Some stuff quite subtle and not covered at all.

3T, 5T op-amp. On some problems, we lost half of our transconductance. Lose gain $R_1 \parallel r_{\pi3}$ (not a big deal yet, but will be an issue when we add a current source) -- costs us a factor of 2 for now. Bias currents depend on common mode (CM) input and output voltage and supply.

On the output stage, there's a very nasty deadband on the output, and there's no over current protection on the output. On the LM324, they made the output stage even worse: got current source -- NPN common emitter stuck into PNP and also an NPN with a Darlington on the NPN. The problem over here is that if the output is at 0, we've got a range of three diode drops that does nothing. Quad op amp. Power, ground, plus, minus for 4 op amps. Nine cents in volume.

One interesting thing on this guy: they've got a current source feeding the gate of the Darlington pair (100 uA), so they've got $\beta^2$. If my input goes low, then all the current is going to flow through the Darlington pair and get multiplied by $\beta^2$. Huge amount of current dropping across big voltage. (potentially at 30V). Literally can destroy transistors.

So what do you do to stop that? Very common they'll put in a sense resistor, so now you have a voltage proportional to the current flowing through the output, and so if the current gets too high, I steal some of the output current.

Thermal runaway: $I_c \propto I_s(\tau)$, more or less.

$\beta$-helper: try to minimize current being stolen from $I_{ref}$. Going to have to have $I_B$ flowing into the node. Therefore current flowing that way is $\frac{NI_B}{\beta}$, which is basically nothing.

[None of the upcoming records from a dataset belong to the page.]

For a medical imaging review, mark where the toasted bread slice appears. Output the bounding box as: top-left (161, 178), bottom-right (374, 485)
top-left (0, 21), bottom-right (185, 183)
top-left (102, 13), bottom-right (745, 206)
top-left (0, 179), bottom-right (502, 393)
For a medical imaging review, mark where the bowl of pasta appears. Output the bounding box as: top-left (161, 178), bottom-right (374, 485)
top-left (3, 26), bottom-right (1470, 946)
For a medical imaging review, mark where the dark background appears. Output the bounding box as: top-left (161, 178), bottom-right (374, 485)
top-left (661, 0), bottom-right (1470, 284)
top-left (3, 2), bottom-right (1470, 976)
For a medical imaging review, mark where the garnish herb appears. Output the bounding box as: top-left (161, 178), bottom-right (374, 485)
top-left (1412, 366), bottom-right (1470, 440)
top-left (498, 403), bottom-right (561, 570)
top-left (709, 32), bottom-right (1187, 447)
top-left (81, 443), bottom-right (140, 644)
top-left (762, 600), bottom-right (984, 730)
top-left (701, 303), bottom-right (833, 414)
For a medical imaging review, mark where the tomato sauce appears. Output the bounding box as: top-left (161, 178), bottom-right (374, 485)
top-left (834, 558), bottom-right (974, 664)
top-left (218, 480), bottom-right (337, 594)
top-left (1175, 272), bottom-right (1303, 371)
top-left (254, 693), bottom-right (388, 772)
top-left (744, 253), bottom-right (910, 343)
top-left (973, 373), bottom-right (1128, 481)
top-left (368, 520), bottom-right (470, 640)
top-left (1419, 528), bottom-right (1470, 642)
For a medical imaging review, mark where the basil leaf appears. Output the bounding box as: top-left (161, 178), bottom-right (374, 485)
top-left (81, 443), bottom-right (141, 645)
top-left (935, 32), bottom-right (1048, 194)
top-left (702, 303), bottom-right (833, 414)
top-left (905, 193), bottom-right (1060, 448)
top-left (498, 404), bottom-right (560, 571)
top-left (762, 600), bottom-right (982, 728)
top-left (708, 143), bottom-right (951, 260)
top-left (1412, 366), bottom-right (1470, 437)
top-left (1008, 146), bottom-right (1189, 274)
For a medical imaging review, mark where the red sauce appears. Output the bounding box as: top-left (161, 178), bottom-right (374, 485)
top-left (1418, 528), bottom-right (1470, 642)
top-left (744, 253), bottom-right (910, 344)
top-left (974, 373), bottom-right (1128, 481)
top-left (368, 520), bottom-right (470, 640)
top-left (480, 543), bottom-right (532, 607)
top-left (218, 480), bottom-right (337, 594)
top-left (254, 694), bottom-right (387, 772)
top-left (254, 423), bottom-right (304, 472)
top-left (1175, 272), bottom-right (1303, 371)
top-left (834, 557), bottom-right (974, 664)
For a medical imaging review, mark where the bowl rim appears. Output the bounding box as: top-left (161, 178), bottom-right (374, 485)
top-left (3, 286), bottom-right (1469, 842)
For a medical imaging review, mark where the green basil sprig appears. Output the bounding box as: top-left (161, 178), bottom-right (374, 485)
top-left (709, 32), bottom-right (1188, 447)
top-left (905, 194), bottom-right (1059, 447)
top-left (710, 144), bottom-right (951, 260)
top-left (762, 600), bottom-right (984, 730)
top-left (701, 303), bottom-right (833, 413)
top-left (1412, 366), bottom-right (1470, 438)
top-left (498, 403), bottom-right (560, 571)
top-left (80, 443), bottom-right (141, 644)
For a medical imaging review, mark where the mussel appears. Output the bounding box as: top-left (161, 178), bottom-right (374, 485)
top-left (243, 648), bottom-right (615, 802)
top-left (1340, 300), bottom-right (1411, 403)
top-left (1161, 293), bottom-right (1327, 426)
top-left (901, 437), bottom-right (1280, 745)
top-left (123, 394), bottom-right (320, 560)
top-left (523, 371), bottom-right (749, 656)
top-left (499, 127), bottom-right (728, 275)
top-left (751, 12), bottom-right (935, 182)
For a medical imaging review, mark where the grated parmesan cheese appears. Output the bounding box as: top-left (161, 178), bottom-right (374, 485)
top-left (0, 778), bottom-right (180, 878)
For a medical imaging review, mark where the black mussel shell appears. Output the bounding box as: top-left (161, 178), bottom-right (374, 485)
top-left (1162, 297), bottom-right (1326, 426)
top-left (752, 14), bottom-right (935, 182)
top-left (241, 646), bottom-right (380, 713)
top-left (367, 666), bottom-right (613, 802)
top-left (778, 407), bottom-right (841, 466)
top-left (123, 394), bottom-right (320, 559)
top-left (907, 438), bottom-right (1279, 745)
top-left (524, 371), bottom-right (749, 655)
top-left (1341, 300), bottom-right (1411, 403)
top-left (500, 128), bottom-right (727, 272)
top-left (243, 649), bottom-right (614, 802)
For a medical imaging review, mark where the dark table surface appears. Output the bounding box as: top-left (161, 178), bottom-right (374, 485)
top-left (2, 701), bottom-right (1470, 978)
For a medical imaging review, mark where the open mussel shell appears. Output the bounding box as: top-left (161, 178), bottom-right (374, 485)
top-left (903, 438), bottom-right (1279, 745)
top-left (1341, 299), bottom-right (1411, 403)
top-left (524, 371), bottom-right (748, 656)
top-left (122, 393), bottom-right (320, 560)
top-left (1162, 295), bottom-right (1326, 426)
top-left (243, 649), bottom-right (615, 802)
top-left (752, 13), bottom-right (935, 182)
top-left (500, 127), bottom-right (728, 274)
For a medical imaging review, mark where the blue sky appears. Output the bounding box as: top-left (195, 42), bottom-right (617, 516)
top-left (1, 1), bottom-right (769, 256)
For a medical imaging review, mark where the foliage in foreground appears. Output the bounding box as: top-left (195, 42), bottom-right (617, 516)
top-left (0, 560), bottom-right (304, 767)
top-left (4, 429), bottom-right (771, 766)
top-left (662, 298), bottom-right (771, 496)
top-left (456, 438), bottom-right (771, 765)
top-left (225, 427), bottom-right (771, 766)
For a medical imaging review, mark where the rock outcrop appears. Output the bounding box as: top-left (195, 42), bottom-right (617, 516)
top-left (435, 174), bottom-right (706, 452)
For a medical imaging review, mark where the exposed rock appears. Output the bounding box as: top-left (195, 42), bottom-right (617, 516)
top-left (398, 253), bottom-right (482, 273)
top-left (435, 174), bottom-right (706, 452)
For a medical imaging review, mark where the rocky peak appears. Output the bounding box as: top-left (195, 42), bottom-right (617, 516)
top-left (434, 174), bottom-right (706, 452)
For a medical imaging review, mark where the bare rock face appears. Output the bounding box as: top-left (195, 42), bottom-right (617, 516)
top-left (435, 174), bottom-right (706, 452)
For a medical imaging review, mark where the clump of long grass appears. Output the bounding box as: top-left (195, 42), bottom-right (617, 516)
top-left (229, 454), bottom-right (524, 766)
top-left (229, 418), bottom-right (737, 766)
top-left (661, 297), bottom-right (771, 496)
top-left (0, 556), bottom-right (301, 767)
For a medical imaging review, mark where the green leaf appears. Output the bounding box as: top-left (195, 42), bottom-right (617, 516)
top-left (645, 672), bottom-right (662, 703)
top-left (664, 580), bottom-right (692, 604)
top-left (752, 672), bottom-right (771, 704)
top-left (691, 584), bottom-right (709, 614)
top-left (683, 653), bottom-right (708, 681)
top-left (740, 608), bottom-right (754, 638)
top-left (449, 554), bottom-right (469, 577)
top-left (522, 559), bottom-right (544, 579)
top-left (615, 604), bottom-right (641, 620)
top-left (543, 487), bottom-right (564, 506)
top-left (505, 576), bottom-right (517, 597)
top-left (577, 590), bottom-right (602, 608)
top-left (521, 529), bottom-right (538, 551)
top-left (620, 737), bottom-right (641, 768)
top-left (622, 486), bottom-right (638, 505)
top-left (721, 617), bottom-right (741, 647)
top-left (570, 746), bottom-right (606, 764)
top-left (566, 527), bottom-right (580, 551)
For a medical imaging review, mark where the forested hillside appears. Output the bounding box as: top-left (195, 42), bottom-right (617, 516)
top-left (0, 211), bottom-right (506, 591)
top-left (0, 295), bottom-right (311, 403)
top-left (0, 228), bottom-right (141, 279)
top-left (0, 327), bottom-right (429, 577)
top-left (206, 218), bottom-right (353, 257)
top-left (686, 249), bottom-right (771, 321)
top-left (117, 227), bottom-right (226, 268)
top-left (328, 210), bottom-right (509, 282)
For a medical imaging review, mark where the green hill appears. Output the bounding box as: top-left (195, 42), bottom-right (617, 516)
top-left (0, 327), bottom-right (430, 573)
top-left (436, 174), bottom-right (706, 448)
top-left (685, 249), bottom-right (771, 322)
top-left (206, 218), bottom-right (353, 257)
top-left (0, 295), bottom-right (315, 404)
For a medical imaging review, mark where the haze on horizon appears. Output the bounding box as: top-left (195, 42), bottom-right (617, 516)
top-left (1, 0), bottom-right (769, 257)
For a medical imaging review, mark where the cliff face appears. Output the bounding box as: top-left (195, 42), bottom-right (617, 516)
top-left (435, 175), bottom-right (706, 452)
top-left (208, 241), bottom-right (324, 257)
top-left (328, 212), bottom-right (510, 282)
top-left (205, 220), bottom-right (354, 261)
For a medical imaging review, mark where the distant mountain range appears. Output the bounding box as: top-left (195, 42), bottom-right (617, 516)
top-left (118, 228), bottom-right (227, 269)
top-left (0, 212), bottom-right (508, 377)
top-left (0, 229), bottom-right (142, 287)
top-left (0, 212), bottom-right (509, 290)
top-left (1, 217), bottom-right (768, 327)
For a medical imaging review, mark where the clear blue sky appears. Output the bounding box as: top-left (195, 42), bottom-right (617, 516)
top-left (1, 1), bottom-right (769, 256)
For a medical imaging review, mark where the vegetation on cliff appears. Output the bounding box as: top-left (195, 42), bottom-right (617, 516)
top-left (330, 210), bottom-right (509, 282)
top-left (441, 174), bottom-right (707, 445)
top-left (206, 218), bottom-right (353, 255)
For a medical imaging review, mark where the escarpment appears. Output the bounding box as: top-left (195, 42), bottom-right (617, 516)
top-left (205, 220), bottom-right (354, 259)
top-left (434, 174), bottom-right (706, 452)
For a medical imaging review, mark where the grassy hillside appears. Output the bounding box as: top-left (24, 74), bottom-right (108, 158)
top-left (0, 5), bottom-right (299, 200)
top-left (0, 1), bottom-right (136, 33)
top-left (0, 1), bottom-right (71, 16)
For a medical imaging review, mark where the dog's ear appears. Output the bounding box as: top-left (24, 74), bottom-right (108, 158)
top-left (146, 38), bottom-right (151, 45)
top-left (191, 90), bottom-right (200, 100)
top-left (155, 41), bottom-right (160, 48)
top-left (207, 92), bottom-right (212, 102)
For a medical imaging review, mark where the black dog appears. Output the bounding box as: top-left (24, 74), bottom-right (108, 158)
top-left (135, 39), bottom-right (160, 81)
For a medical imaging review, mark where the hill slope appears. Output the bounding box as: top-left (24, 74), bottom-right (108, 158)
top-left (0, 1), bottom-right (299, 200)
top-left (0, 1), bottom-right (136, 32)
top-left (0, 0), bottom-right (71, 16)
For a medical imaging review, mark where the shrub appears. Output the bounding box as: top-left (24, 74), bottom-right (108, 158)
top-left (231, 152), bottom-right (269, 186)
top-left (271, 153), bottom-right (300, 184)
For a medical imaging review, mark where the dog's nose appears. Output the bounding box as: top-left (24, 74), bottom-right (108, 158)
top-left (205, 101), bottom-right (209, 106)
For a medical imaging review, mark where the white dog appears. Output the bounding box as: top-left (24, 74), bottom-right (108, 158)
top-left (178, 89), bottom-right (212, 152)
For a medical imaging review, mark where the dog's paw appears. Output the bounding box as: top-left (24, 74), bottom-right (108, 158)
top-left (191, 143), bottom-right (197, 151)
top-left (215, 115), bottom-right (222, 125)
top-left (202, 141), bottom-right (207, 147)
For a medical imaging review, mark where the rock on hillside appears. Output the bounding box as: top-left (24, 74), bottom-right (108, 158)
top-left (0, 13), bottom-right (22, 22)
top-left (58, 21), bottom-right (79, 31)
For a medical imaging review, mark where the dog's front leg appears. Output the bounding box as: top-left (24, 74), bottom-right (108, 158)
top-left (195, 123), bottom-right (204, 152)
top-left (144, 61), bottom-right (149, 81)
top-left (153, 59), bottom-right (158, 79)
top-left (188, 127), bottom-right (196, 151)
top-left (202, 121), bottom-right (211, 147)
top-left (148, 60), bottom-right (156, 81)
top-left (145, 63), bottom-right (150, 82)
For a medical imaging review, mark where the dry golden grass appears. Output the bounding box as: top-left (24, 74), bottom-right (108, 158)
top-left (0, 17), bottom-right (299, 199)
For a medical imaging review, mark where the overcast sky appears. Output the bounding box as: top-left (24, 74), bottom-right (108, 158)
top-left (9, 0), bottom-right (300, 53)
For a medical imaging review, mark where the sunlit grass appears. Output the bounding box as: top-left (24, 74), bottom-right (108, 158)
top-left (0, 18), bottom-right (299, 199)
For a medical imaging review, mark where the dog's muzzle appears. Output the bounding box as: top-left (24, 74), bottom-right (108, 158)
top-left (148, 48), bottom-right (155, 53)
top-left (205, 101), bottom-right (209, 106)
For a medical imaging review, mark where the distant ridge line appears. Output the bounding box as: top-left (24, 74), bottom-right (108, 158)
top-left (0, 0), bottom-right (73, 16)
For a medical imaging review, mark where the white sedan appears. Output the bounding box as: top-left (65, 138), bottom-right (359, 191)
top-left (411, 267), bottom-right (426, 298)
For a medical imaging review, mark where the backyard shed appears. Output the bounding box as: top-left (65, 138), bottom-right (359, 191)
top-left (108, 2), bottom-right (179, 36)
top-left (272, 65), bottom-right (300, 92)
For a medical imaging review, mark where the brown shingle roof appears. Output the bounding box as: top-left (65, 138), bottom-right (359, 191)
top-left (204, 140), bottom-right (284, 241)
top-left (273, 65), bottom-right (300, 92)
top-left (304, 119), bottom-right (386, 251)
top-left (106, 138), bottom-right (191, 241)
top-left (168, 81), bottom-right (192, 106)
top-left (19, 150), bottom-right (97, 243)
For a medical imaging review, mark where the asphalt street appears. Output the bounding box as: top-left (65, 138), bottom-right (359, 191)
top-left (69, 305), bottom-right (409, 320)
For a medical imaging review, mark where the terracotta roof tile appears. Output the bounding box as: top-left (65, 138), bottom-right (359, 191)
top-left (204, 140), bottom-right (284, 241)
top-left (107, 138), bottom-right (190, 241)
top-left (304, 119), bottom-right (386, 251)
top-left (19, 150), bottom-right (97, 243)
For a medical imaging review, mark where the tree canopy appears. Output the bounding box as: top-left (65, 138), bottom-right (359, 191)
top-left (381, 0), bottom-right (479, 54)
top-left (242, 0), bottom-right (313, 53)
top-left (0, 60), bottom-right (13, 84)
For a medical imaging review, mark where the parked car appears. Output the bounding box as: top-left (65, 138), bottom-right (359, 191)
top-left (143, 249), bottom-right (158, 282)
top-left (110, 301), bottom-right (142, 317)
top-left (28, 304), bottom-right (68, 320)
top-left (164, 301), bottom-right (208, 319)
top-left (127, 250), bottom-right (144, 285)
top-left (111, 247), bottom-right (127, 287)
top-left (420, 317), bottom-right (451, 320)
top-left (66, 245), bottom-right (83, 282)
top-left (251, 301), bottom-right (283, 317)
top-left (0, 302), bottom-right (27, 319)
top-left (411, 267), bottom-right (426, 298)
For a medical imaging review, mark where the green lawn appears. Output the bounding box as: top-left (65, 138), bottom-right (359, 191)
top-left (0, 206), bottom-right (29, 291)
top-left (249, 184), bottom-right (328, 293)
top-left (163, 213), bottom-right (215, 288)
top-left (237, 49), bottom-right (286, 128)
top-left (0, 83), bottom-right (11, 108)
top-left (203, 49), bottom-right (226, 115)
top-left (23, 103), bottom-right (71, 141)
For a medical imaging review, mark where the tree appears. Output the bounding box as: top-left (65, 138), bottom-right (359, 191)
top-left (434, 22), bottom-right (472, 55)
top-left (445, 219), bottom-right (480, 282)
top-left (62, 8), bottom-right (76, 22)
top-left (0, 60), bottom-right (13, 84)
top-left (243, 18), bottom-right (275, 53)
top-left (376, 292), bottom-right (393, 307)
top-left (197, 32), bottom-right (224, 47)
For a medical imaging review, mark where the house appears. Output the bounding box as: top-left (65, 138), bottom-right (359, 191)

Can turn any one of these and turn into a source by just mirroring it: diode connect a transistor on the other end so it has a current of $I_{ref}$, and I just do the same thing.

MOS case. Now we don't need a $\beta$-helper because we don't have a current. Multiple copies, mostly same thing. Except now you change the $\frac{W}{L}$ (as opposed to area). Don't want to change $L$, since that's coupled to nonlinear device behavior.

We normally lose half of our $g_m$

What I really want is a current mirror. If I put in a PNP current mirror and mirror one side's current over to the other side, now I recover my original current, and this thing self-biases. Standard 2-stage op amp.

Got a differential pair that gives you a current proportional to difference between two signals, stick that into an active load current mirror, and now this thing has very high gain (as long as the next stage has high gain). Stick that into a common-emitter amplifier to get another gain stage, and maybe you put some gain after it. These are driven by current sources (which we know how to make -- diode-connected transistor and a resistor), and that is your classic two-stage op amp.

Works with MOS as well: differential input stage, current mirror as a load, and common source gain stage. Both of these want current sources as loads.

The nice thing about both of these is that you just wire them up and they work. Might not work well (point of 140).

Miller effect helps. Pole-splitting, beautiful thing. Outside of the scope of this class. So that's it for op amps.